Squirrel Seeks Chipmunk: A Modest Bestiary

By Sonythebooklover

Squirrel Seeks Chipmunk: A Modest Bestiary by David Sedaris

For a long time, I’ve wanted to read this book  it reminded me of books in the vein of  “Who Moved My Cheese” which I liked. I must admit that when I first read the title I thought the entire book  was about a squirrel and a chipmunk dating, funny right. Curiosity  made me purchase it. The illustrations were childish and ranged from humorous to bordering the disturbing. Even so the stories were geared  to a mature audience.  All the stories were plausible with a morale. Some of themes were adult  peppered with a little spicy language. Squirrel seeks Chipmunk is is not one of those books you review normally, because each chapter is a new story with  different main characters. The author tried to showcase the many sides of  the human condition in a comfort format and I must say I wasn’t blown away. The writing was lovely and the subject matter either shocked me or was just blah, sorry. An example the story of the sitter he is a pedigree dog his wife isn’t she cheats on him with the hot tempered bulldog across the street and gets pregnant classic reminds of an episode of a trashy talk show. By the end of the book I don’t know how I felt.  I would recommend this book as filler to complete a reading challenge if you need to catch up.  Or to break up the monotony of your favorite genres. I gave Squirrel Seeks Chipmunk  a three out of five.

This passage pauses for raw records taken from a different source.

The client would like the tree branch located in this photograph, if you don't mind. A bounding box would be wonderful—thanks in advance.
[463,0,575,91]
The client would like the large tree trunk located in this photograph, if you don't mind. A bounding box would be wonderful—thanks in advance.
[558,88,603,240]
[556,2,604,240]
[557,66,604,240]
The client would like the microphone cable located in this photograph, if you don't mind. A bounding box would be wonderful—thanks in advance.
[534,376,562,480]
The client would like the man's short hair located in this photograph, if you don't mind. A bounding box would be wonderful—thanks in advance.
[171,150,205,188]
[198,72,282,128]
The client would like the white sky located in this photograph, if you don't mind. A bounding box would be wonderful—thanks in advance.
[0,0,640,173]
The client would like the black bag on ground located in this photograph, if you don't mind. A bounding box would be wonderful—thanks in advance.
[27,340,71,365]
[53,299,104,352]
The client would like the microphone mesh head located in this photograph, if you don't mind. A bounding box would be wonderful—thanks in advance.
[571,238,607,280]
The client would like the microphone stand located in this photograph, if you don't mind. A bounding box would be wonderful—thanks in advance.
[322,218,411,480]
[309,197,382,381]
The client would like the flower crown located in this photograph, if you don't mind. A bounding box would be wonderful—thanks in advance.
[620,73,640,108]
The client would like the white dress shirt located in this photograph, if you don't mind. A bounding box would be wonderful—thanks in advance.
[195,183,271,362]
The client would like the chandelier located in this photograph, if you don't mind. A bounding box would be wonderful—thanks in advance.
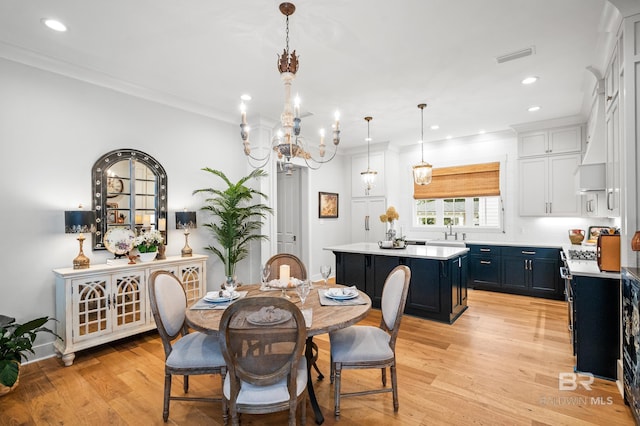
[240,3,340,175]
[360,117,378,195]
[413,104,433,185]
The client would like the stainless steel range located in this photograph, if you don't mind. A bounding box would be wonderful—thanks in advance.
[569,249,596,260]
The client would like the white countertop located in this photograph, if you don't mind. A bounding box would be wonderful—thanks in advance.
[324,243,469,260]
[562,244,620,280]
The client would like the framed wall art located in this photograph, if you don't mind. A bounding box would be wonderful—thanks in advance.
[318,192,338,219]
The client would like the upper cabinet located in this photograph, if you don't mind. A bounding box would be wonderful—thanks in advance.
[518,125,583,216]
[518,126,582,158]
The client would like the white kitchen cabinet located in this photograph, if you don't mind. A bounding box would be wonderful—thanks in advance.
[518,126,582,158]
[581,191,607,217]
[351,197,387,243]
[53,255,208,366]
[519,154,580,216]
[351,152,386,197]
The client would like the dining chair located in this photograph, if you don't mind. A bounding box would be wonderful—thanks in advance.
[149,271,226,422]
[267,253,307,280]
[220,297,307,426]
[267,253,324,380]
[329,265,411,417]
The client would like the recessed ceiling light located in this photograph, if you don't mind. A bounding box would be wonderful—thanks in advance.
[41,18,67,32]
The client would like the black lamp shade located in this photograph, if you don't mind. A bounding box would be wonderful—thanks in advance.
[176,212,196,229]
[64,210,96,234]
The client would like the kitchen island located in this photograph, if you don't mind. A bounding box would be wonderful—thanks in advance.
[324,243,469,324]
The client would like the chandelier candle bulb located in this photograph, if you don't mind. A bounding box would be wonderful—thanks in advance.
[280,265,291,285]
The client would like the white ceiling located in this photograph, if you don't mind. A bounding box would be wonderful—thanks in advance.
[0,0,612,148]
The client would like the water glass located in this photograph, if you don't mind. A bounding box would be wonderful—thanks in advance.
[296,280,311,306]
[262,263,271,285]
[320,265,331,288]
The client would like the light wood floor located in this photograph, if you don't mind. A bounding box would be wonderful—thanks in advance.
[0,291,634,426]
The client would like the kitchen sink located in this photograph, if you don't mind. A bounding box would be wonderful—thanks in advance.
[427,240,467,247]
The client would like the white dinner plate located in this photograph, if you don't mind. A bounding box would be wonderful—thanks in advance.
[247,308,291,325]
[203,291,240,303]
[324,288,358,300]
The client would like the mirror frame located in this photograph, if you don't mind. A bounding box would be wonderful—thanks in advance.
[91,149,167,250]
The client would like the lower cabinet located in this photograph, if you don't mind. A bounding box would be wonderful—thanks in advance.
[571,275,620,380]
[622,268,640,424]
[334,252,468,323]
[53,255,207,366]
[468,244,563,300]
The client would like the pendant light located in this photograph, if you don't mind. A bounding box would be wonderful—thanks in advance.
[413,104,433,185]
[360,117,378,195]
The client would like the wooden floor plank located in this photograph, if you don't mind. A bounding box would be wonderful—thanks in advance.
[0,290,634,426]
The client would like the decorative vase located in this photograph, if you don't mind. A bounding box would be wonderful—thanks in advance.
[138,251,158,262]
[387,222,396,241]
[631,231,640,251]
[0,363,20,396]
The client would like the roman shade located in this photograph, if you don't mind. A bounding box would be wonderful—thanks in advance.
[413,161,500,200]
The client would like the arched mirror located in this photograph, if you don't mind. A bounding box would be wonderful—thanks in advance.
[91,149,167,250]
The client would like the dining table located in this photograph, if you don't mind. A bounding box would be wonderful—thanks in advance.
[186,284,371,424]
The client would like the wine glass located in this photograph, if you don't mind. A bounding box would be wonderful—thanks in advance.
[320,265,331,288]
[224,277,238,300]
[262,263,271,286]
[296,280,311,306]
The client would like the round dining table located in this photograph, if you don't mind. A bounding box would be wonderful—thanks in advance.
[186,284,371,424]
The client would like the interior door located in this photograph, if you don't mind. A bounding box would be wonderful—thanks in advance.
[277,167,303,258]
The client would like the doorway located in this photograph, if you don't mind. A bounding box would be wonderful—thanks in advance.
[276,166,308,261]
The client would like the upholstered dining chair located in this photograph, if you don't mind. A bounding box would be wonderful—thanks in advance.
[329,265,411,417]
[267,253,307,280]
[149,271,226,422]
[220,297,307,426]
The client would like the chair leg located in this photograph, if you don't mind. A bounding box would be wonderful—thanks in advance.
[389,362,400,411]
[331,362,342,418]
[162,373,171,423]
[329,357,335,384]
[300,392,307,426]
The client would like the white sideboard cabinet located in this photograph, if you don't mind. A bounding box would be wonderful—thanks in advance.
[53,255,208,367]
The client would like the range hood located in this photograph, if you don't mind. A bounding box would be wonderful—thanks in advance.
[576,163,605,192]
[582,69,607,164]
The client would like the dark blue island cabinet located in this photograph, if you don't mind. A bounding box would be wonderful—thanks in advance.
[333,251,468,324]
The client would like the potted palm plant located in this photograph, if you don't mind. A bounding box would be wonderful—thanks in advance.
[0,317,61,395]
[193,168,272,281]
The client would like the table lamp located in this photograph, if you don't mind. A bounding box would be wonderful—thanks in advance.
[64,210,96,269]
[176,211,196,257]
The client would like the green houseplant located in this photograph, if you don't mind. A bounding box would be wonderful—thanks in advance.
[0,317,61,392]
[193,167,272,280]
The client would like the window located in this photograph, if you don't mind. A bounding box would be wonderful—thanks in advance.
[414,197,500,228]
[413,162,502,228]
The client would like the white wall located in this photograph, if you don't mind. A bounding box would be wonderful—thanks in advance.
[398,131,615,245]
[0,59,351,359]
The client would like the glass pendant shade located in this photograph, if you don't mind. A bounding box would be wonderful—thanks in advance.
[413,162,433,185]
[413,104,433,185]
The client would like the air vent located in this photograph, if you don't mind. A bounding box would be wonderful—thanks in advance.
[496,46,536,64]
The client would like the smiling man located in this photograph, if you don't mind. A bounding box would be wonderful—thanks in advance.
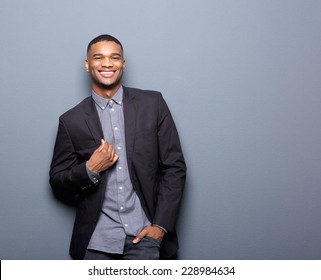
[50,35,186,260]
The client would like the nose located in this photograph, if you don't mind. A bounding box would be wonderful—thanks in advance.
[101,57,113,67]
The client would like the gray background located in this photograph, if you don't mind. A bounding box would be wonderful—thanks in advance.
[0,0,321,259]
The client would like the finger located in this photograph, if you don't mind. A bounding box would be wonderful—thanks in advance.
[133,229,147,244]
[98,139,106,152]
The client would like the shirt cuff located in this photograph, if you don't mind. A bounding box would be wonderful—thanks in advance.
[153,224,167,233]
[86,161,100,185]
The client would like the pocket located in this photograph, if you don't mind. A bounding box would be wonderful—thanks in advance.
[142,236,161,247]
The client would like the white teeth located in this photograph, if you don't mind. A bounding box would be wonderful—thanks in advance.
[100,71,114,77]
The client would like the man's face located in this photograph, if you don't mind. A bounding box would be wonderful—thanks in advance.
[85,41,125,94]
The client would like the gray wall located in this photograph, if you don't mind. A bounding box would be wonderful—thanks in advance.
[0,0,321,259]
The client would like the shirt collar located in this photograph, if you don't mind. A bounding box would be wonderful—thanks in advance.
[91,86,124,110]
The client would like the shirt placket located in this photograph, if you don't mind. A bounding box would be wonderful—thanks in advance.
[109,100,130,234]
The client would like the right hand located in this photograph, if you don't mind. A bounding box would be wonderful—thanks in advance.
[87,139,118,174]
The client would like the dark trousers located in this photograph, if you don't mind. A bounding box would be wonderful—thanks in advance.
[84,236,160,260]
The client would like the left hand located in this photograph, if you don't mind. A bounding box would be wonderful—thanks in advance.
[133,226,165,244]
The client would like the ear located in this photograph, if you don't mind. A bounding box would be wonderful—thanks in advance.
[85,59,89,72]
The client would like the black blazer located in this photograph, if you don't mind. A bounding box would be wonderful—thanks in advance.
[50,87,186,259]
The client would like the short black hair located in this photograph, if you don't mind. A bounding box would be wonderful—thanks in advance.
[87,34,124,54]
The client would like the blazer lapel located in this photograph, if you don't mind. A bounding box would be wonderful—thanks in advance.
[123,87,137,163]
[85,98,104,145]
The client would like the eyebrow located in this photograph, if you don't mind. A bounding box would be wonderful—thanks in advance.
[92,53,122,57]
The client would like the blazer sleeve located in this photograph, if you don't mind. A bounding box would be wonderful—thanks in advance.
[49,117,95,203]
[153,95,186,231]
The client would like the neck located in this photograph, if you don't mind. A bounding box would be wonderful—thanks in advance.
[92,84,121,99]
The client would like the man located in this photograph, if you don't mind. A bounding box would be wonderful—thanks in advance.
[50,35,186,259]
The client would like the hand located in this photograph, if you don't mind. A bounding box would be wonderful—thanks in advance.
[133,226,165,244]
[87,139,118,173]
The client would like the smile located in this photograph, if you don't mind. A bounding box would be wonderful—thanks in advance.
[99,71,115,78]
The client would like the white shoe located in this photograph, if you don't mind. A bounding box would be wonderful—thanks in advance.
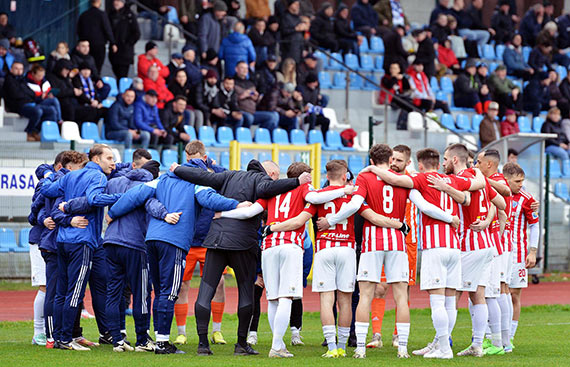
[412,342,436,356]
[424,348,453,359]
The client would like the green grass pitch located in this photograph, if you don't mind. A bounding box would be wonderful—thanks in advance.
[0,305,570,367]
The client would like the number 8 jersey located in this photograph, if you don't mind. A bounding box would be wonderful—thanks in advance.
[354,170,410,253]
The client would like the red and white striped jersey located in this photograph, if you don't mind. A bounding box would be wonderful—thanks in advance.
[511,189,538,263]
[354,170,410,253]
[412,172,471,250]
[257,184,314,250]
[305,186,368,252]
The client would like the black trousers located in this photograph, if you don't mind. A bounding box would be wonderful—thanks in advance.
[194,247,257,345]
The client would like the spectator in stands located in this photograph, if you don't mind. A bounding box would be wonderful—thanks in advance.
[489,65,522,117]
[277,58,296,86]
[501,109,520,137]
[144,65,174,110]
[109,0,141,79]
[134,89,172,147]
[105,89,150,149]
[407,60,451,113]
[523,71,556,116]
[198,0,228,59]
[234,61,279,131]
[479,102,501,148]
[334,3,362,55]
[412,29,436,77]
[77,0,115,73]
[247,19,276,65]
[279,0,310,63]
[453,59,489,114]
[159,96,192,144]
[137,41,170,81]
[45,42,70,76]
[383,25,408,73]
[310,1,338,52]
[503,33,534,80]
[491,0,516,44]
[219,22,256,76]
[2,60,56,141]
[519,4,544,47]
[298,73,330,136]
[540,107,570,176]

Bestiary  — descriptive or anecdotal treatise on various real or mythical kinds of animals, esp. a medieval work with a moralizing tone.

Rating: 3/5




  • Title: Squirrel Seeks Chipmunk: A Modest Bestiary by David Sedaris
  • Published: September 28, 2010
  • Publisher: Little Brown Company
  • Genre: Short stories
  • Format: Paperback
  • Pages: 159
  • Buy: Barnes | Amazon

Featuring David Sedaris’s unique blend of hilarity and heart, this new collection of keen-eyed animal-themed tales is an utter delight. Though the characters may not be human, the situations in these stories bear an uncanny resemblance to the insanity of everyday life.
In “The Toad, the Turtle, and the Duck,” three strangers commiserate about animal bureaucracy while waiting in a complaint line. In “Hello Kitty,” a cynical feline struggles to sit through his prison-mandated AA meetings.

In “The Squirrel and the Chipmunk,” a pair of star-crossed lovers is separated by prejudiced family members. With original illustrations by Ian Falconer, author of the bestselling Olivia series of children’s books, these stories are David Sedaris at his most observant, poignant, and surprising.